CARTER COUNTY, MO (KFVS) -

If you've driven in rural parts of the Heartland, you've probably noticed all the deer on or beside the roads.

The Missouri Department of Conservation says the deer population is on the rise, which could be bad news for drivers.

State troopers say deer along roads like highway 60 can be very dangerous for drivers. They say deer collisions are becoming more and more common. It's something locals in Carter County say is concerning.

"Two or three times a week you see a lot of deer out here on the highway,” Linda Bellah said.

Numbers from the Missouri Department of Conservation show there could be more in the future.

"We’ve had a slowly increasing deer population which is what we like to see,” Conservation Agent David Baldridge said.

Baldridge says deer in Carter County are not over populated, but they're keeping an eye on the numbers, largely for drivers' sake.

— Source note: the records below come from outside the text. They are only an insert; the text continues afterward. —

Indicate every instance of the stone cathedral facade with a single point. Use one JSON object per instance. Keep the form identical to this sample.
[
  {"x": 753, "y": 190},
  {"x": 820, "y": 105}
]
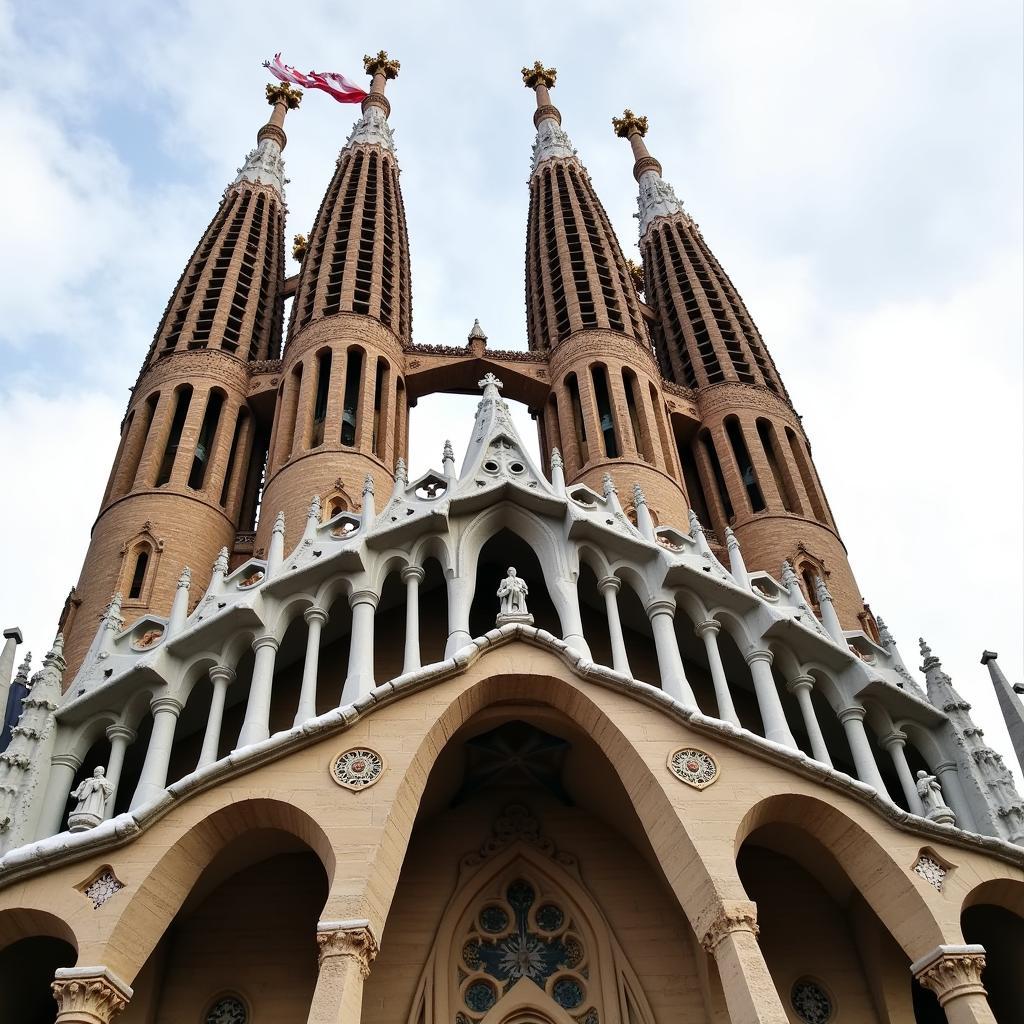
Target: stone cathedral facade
[{"x": 611, "y": 739}]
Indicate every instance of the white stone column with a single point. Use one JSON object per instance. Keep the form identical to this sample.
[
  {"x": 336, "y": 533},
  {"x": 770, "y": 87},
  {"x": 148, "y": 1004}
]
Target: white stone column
[
  {"x": 863, "y": 759},
  {"x": 708, "y": 631},
  {"x": 412, "y": 577},
  {"x": 894, "y": 743},
  {"x": 256, "y": 726},
  {"x": 221, "y": 677},
  {"x": 801, "y": 688},
  {"x": 120, "y": 736},
  {"x": 315, "y": 621},
  {"x": 153, "y": 780},
  {"x": 608, "y": 586},
  {"x": 772, "y": 716},
  {"x": 360, "y": 652},
  {"x": 62, "y": 768},
  {"x": 674, "y": 680}
]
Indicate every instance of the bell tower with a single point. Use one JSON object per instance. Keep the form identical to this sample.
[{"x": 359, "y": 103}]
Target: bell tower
[
  {"x": 341, "y": 408},
  {"x": 606, "y": 410},
  {"x": 181, "y": 475},
  {"x": 748, "y": 464}
]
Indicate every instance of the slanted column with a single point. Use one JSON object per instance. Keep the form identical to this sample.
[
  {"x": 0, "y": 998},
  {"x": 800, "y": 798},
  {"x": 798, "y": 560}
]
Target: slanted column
[
  {"x": 801, "y": 688},
  {"x": 153, "y": 780},
  {"x": 412, "y": 577},
  {"x": 256, "y": 726},
  {"x": 221, "y": 677},
  {"x": 346, "y": 950},
  {"x": 315, "y": 621},
  {"x": 953, "y": 973},
  {"x": 772, "y": 716},
  {"x": 708, "y": 631},
  {"x": 670, "y": 665},
  {"x": 120, "y": 736},
  {"x": 863, "y": 759},
  {"x": 89, "y": 994},
  {"x": 894, "y": 743},
  {"x": 608, "y": 586},
  {"x": 359, "y": 681},
  {"x": 731, "y": 938}
]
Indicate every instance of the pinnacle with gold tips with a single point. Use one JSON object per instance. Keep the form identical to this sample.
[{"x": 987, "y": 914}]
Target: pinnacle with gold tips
[
  {"x": 539, "y": 75},
  {"x": 629, "y": 123}
]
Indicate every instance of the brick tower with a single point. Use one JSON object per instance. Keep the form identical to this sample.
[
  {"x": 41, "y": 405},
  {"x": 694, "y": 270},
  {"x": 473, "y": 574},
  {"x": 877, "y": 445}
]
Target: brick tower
[
  {"x": 181, "y": 481},
  {"x": 341, "y": 408},
  {"x": 606, "y": 408},
  {"x": 748, "y": 462}
]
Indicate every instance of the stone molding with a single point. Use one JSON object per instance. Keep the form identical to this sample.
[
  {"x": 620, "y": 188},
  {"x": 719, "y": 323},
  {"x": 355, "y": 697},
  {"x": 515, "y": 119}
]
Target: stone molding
[
  {"x": 951, "y": 972},
  {"x": 89, "y": 994},
  {"x": 347, "y": 938}
]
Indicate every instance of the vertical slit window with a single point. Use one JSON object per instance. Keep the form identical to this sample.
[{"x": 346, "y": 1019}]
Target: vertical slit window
[
  {"x": 350, "y": 409},
  {"x": 742, "y": 456},
  {"x": 174, "y": 436}
]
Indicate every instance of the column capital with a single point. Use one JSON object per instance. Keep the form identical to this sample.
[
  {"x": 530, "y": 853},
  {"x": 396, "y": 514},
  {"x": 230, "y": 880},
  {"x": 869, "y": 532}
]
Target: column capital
[
  {"x": 737, "y": 915},
  {"x": 951, "y": 972},
  {"x": 347, "y": 938},
  {"x": 89, "y": 993}
]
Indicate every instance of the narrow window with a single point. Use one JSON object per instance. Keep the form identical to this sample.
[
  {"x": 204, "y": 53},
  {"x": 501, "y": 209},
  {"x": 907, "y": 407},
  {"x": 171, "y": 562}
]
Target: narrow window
[
  {"x": 350, "y": 410},
  {"x": 747, "y": 474},
  {"x": 138, "y": 576},
  {"x": 323, "y": 390},
  {"x": 174, "y": 437},
  {"x": 607, "y": 423},
  {"x": 207, "y": 434}
]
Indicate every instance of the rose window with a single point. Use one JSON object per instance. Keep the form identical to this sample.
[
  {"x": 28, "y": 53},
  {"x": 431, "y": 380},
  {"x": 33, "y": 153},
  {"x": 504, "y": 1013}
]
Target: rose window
[{"x": 523, "y": 935}]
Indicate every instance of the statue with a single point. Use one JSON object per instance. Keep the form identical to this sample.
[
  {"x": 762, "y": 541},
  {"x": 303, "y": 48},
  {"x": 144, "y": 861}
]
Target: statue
[
  {"x": 91, "y": 795},
  {"x": 931, "y": 797},
  {"x": 512, "y": 593}
]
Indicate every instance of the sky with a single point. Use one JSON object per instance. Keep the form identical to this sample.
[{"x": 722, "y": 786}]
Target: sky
[{"x": 856, "y": 168}]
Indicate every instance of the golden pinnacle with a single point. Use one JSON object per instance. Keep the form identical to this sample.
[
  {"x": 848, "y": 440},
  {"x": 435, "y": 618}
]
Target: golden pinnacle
[
  {"x": 539, "y": 75},
  {"x": 284, "y": 91},
  {"x": 381, "y": 65},
  {"x": 629, "y": 123}
]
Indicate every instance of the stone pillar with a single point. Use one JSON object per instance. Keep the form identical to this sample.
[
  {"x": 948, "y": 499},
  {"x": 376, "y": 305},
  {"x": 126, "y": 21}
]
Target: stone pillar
[
  {"x": 346, "y": 950},
  {"x": 863, "y": 759},
  {"x": 315, "y": 621},
  {"x": 708, "y": 631},
  {"x": 221, "y": 677},
  {"x": 670, "y": 665},
  {"x": 894, "y": 743},
  {"x": 411, "y": 577},
  {"x": 731, "y": 938},
  {"x": 608, "y": 586},
  {"x": 772, "y": 716},
  {"x": 256, "y": 726},
  {"x": 360, "y": 652},
  {"x": 120, "y": 736},
  {"x": 62, "y": 768},
  {"x": 153, "y": 780},
  {"x": 89, "y": 994},
  {"x": 953, "y": 973},
  {"x": 801, "y": 688}
]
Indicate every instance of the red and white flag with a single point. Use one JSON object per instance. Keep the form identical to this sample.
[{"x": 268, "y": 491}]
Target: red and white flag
[{"x": 327, "y": 81}]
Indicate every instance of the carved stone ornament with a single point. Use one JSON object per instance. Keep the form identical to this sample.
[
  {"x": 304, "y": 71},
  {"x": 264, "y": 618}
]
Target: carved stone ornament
[
  {"x": 694, "y": 767},
  {"x": 357, "y": 768}
]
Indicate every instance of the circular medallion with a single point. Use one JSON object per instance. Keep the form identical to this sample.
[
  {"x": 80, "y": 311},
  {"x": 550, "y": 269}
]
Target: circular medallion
[
  {"x": 357, "y": 768},
  {"x": 696, "y": 768}
]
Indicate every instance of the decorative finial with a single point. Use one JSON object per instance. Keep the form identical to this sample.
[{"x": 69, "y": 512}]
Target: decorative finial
[
  {"x": 629, "y": 123},
  {"x": 381, "y": 65},
  {"x": 284, "y": 93},
  {"x": 539, "y": 75}
]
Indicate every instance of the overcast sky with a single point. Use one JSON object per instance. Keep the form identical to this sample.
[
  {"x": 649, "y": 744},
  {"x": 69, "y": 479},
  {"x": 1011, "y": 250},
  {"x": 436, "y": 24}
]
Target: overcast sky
[{"x": 856, "y": 168}]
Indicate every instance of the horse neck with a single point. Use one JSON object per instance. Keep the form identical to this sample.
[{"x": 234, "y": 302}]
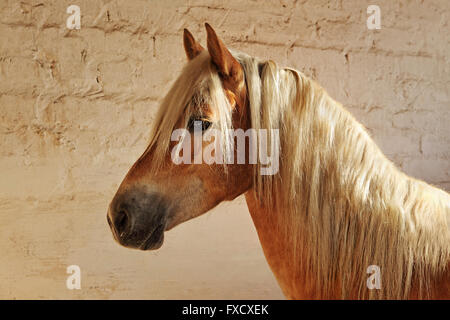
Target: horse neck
[{"x": 341, "y": 206}]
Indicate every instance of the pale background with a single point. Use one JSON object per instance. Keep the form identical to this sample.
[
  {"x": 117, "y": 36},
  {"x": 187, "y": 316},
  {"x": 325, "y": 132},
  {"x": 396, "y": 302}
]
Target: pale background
[{"x": 76, "y": 108}]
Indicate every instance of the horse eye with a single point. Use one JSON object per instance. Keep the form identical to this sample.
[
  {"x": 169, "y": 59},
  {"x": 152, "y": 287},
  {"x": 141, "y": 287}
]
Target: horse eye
[{"x": 205, "y": 124}]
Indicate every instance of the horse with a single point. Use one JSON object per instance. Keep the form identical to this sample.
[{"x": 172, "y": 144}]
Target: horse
[{"x": 336, "y": 207}]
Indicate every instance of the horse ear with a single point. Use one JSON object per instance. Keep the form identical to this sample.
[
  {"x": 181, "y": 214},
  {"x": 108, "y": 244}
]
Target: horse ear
[
  {"x": 192, "y": 47},
  {"x": 227, "y": 65}
]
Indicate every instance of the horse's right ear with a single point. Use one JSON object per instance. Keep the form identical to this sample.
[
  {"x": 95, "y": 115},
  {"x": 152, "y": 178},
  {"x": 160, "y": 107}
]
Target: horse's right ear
[{"x": 191, "y": 46}]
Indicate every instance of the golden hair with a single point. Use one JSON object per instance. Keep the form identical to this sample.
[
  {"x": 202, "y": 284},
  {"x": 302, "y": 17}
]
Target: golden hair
[{"x": 344, "y": 205}]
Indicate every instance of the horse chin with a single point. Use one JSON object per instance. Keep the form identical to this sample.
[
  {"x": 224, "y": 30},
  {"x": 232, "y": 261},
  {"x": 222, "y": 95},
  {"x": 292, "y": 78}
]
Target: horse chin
[{"x": 154, "y": 240}]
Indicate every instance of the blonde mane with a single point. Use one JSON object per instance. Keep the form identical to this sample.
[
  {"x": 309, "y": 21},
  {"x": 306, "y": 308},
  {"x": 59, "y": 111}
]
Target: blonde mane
[{"x": 344, "y": 204}]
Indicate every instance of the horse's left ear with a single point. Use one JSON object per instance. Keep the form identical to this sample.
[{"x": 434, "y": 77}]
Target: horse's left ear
[
  {"x": 229, "y": 68},
  {"x": 191, "y": 46}
]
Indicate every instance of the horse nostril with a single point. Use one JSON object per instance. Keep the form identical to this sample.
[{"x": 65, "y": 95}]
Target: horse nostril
[{"x": 121, "y": 222}]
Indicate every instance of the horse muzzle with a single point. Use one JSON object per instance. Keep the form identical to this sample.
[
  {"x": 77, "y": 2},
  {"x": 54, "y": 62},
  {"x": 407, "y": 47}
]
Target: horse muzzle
[{"x": 138, "y": 219}]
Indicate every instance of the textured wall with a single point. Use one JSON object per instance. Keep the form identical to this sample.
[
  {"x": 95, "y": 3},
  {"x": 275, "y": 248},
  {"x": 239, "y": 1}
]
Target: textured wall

"Another concern of ours in over population is deer collisions, so the safety aspect,” Baldridge said.

Numbers from the Missouri Highway Patrol show there have been 15 reported deer collisions so far this year in that section of the Heartland. However, a lot of those collisions so unreported.

Local insurance agent John Bailiff says deer collision claims account for a lot of his work.

"In my 15 years, I've seen them all, numerous claims, even deer running into the side of vehicles,” Bailiff said.

Bailiff says deer collision claims come across his desk all the time.

"A lot of times the time of year really doesn't matter, deer move constantly.” Bailiff said.

That's something drivers say has them on edge, especially when driving at night or early morning.

"By the time I get home I have to peel my hands of the steering wheel."

"[It is] dangerous because we came home one night and it was foggy. There was a deer in Ellsinore right in the middle of the highway,” Bellah said.

It's a concern the Missouri Department of Conservation will address at open house meetings the summer.

"The biggest thing that the public meetings will help address is the regulation changes and how we are going to address a growing deer population in certain areas,” Baldridge said.

The meetings with the Missouri Department of Conservation will be held in Jackson on June 24th and in Van Buren on June 25th.